5. Resume with `uloop control-play-mode --action Play`.

Example watcher (freeze when the Hit animation passes 30% of the motion):

```csharp
using UnityEngine;
using UnityEditor;
using io.github.hatayama.UnityCliLoop.Runtime;
Animator animator = GameObject.Find("Zombie").GetComponent<Animator>();
// Match the marker's --timeout-seconds so an unmet condition cannot leak the delegate
double deadline = EditorApplication.timeSinceStartup + 120d;
EditorApplication.CallbackFunction watcher = null;
watcher = () =>
{
if (EditorApplication.timeSinceStartup > deadline)
{
EditorApplication.update -= watcher;
return;
}
AnimatorStateInfo state = animator.GetCurrentAnimatorStateInfo(0);
if (!state.IsName("Hit") || state.normalizedTime < 0.3f) return;
EditorApplication.update -= watcher;
UloopPausePoint.Pause("hit-peak");
};
EditorApplication.update += watcher;
return "watcher registered";
```

Rules for this pattern:

- The dynamic-code body runs synchronously on the main thread. Never poll or sleep inside the snippet — frames stop advancing and the animation freezes with them. Register the watcher and return; the waiting belongs to `await-pause-point`.
- The watcher must unsubscribe itself from `EditorApplication.update` when it fires, and also on a deadline in case the condition never holds — a leaked delegate keeps running until the next domain reload. Match the deadline to the marker's `--timeout-seconds`.
- `UloopPausePoint.Pause(id)` is a public static Runtime API, and dynamic code compiles against the project's assemblies, so the watcher can call it exactly like game code. It fires only while the same id is enabled; otherwise it is a no-op, so a stray watcher cannot pause Unity unexpectedly.
- A single-shot marker disarms after the first hit. To catch repeated occurrences, enable with `--mode continuous` and run `await-pause-point` again after each resume.

## Pausing Right After Simulated Input, Plus N Frames

To freeze the frame where a `simulate-mouse-ui` click or a `simulate-keyboard` key press lands, you do not need a watcher: enable a file:line pause point on the input-consuming line before sending the input. When the pause lands mid-command, the `simulate-*` command returns promptly with `InterruptedByPausePoint=true` (see Line Placement).

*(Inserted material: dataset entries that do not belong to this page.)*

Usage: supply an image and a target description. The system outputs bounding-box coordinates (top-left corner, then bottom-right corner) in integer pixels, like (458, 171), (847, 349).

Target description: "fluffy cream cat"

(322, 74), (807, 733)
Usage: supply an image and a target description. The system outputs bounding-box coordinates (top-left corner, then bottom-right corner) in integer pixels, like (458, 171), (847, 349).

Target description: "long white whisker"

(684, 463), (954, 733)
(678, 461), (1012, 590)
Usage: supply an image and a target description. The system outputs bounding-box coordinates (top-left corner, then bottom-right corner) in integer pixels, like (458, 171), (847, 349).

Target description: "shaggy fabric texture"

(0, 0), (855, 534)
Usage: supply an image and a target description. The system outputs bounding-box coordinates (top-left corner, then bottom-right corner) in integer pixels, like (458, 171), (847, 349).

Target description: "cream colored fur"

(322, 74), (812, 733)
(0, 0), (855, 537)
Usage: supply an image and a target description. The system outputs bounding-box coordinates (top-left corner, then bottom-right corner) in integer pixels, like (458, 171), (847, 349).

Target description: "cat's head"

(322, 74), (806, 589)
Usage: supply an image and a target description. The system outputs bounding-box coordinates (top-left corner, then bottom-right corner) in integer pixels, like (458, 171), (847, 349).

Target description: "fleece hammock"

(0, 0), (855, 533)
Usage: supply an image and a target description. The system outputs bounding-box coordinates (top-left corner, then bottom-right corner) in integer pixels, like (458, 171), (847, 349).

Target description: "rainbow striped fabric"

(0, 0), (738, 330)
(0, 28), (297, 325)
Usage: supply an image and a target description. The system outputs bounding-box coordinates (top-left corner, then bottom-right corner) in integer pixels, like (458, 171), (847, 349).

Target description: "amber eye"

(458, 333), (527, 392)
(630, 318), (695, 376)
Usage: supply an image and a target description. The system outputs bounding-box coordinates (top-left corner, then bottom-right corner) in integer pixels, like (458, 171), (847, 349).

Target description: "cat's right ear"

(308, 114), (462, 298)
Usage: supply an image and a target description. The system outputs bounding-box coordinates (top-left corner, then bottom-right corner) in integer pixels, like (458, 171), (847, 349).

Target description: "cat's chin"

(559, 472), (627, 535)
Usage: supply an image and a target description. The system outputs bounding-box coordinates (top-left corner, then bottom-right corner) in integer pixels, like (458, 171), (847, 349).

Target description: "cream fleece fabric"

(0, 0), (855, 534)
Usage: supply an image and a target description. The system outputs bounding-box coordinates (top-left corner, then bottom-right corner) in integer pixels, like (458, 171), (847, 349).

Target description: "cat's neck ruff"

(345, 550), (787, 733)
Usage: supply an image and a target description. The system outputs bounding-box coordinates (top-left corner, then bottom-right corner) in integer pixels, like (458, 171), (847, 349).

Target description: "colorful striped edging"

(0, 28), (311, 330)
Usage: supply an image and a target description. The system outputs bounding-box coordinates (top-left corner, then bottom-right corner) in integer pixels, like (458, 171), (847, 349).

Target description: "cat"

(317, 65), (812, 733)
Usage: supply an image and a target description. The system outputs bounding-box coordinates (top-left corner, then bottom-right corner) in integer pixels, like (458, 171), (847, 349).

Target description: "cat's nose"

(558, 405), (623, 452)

For "N frames after the input" (for example, three frames after a key press), advance from that hit with `control-play-mode --action Step` exactly N times — `Step` works right after a hit. Do not compute frame offsets in a dynamic-code watcher (recording `Time.frameCount` and pausing at `recorded + N`): frames keep advancing between CLI commands, so the recorded baseline is race-prone and the pause lands on an unpredictable frame. Reserve the watcher pattern for condition-defined moments; use hit-then-Step for frame-offset positioning.

## Hit Preconditions

A pause point hits only when control flow reaches the patched line (or the `Pause(id)` call). `simulate-keyboard` returning `PressEdgeObserved=true` means the input edge was observed, not that your target game logic has reached the pause line yet.